On 3 September 2013 02:19, John Colvin <john.loughran.colvin@gmail.com> wrote:
On Monday, 2 September 2013 at 03:14:38 UTC, Manu wrote:
On 2 September 2013 04:00, bearophile <bearophileHUGS@lycos.com> wrote:

Manu:


 Seriously, how do you quickly read and understand the API through the
noise?


The noise increases if you have to repeat the class name for each method
:-)


Except that you can _read the class definition_.

Look, I'm just giving an account of the collective experience from our
weekend. None of us could find anything easily in each others classes, or
quickly get a reasonable overview of it's design and how it worked.
This leads to needless conversations, asking the other person about it, and
all those questions that I should be able to understand at a glance.
This WILL affect productivity in the office.

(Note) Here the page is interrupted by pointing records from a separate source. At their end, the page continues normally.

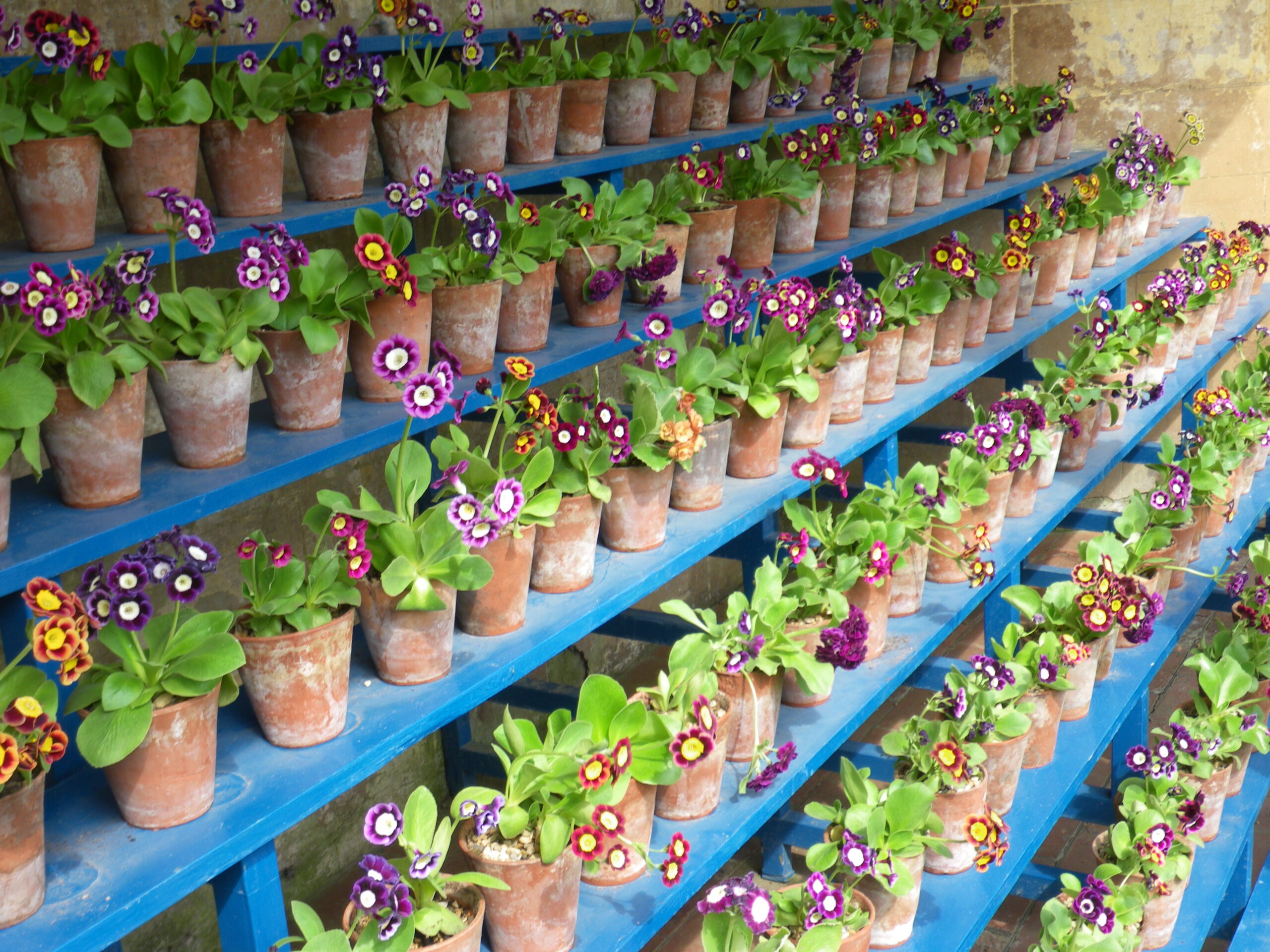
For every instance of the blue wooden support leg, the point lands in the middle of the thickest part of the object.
(250, 903)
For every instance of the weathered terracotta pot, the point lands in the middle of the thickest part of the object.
(54, 187)
(298, 683)
(582, 117)
(701, 489)
(808, 423)
(412, 136)
(711, 99)
(755, 235)
(408, 648)
(573, 272)
(159, 157)
(629, 111)
(954, 808)
(465, 319)
(755, 448)
(244, 167)
(305, 390)
(193, 394)
(709, 237)
(96, 455)
(951, 333)
(525, 311)
(172, 777)
(634, 518)
(330, 151)
(532, 119)
(22, 851)
(564, 554)
(477, 137)
(539, 912)
(756, 710)
(500, 607)
(872, 201)
(797, 228)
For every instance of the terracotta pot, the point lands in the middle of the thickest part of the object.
(412, 136)
(22, 851)
(808, 423)
(244, 167)
(883, 365)
(477, 137)
(1043, 737)
(756, 700)
(954, 808)
(540, 910)
(564, 554)
(797, 228)
(96, 455)
(634, 518)
(305, 390)
(903, 188)
(159, 157)
(298, 683)
(697, 792)
(711, 99)
(532, 119)
(672, 111)
(389, 315)
(930, 180)
(171, 778)
(500, 607)
(915, 351)
(330, 153)
(709, 237)
(750, 106)
(701, 489)
(874, 75)
(192, 394)
(408, 648)
(573, 272)
(951, 333)
(849, 389)
(755, 237)
(629, 111)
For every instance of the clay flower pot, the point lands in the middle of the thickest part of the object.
(244, 167)
(634, 518)
(54, 187)
(564, 554)
(408, 648)
(96, 455)
(755, 448)
(389, 315)
(477, 137)
(191, 395)
(172, 777)
(701, 489)
(581, 130)
(330, 153)
(711, 99)
(465, 319)
(22, 851)
(709, 237)
(532, 119)
(298, 683)
(412, 136)
(755, 235)
(573, 272)
(159, 157)
(305, 390)
(500, 607)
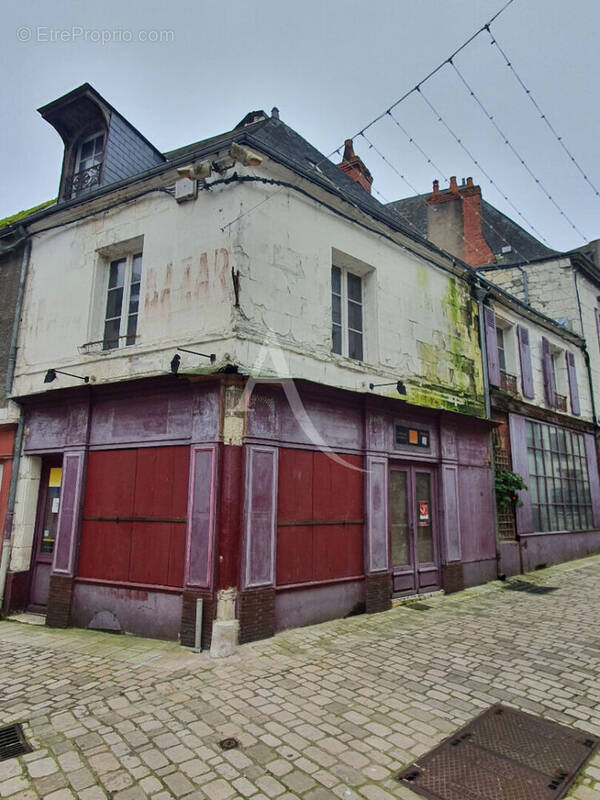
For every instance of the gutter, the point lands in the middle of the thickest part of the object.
(586, 355)
(10, 509)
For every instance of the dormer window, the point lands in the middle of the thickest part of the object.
(88, 164)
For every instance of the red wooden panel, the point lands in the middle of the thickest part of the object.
(110, 483)
(176, 555)
(337, 488)
(294, 496)
(149, 562)
(161, 482)
(294, 554)
(338, 551)
(104, 550)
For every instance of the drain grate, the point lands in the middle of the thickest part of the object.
(504, 754)
(532, 588)
(12, 742)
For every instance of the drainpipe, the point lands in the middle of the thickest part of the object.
(525, 282)
(10, 509)
(12, 353)
(480, 295)
(10, 373)
(586, 355)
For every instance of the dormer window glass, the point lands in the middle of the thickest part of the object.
(87, 165)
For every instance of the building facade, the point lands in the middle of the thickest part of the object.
(278, 411)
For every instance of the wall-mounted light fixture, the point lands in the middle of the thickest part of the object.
(400, 387)
(52, 373)
(176, 360)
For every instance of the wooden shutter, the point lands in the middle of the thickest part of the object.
(547, 370)
(491, 345)
(525, 359)
(573, 389)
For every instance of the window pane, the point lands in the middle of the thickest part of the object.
(336, 280)
(336, 309)
(131, 329)
(354, 316)
(111, 334)
(134, 298)
(114, 303)
(117, 273)
(336, 339)
(355, 345)
(354, 288)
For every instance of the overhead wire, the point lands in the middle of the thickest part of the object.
(514, 150)
(543, 116)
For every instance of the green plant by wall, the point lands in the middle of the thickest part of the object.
(507, 486)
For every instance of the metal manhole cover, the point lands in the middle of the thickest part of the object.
(229, 744)
(12, 742)
(504, 754)
(532, 588)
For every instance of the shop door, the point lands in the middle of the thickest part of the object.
(45, 536)
(414, 548)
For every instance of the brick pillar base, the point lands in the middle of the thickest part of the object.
(60, 595)
(256, 612)
(452, 577)
(187, 630)
(378, 592)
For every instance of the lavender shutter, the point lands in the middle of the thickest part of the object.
(547, 370)
(573, 390)
(491, 345)
(525, 359)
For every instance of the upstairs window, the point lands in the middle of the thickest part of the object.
(346, 313)
(122, 302)
(88, 163)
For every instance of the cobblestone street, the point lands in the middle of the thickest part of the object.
(334, 710)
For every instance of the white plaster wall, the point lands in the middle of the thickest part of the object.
(186, 290)
(411, 326)
(536, 332)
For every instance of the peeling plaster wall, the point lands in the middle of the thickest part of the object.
(186, 290)
(420, 322)
(504, 316)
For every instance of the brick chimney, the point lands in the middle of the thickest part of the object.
(353, 166)
(456, 213)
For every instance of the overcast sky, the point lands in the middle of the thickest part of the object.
(330, 66)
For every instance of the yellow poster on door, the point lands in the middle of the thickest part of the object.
(55, 477)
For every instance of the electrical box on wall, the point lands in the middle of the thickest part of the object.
(185, 189)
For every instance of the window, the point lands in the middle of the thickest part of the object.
(501, 348)
(558, 478)
(86, 174)
(346, 313)
(122, 301)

The reason was that functions were polluting the class declaration. 9 times
out of 10, when I look at a class declaration, I want to know what it is,
what it has, and what it can do.

Code folding? It's a pretty standard feature of most editors since forever.

I think I've repeated myself 3 or 4 times here, but one more time for good measure...

Requiring IDE assistance to make code _readable_ seems completely fail to me.
1) You're not always reading code in your IDE, often in commit logs, diff windows, emails, chat clients.
2) With so much hate for IDE support, it seems like a massive contradiction to say that an IDE should be required to make code readable.

Reading code is the most fundamental task in programming. Anything that gets in the way of code readability is an epic fail.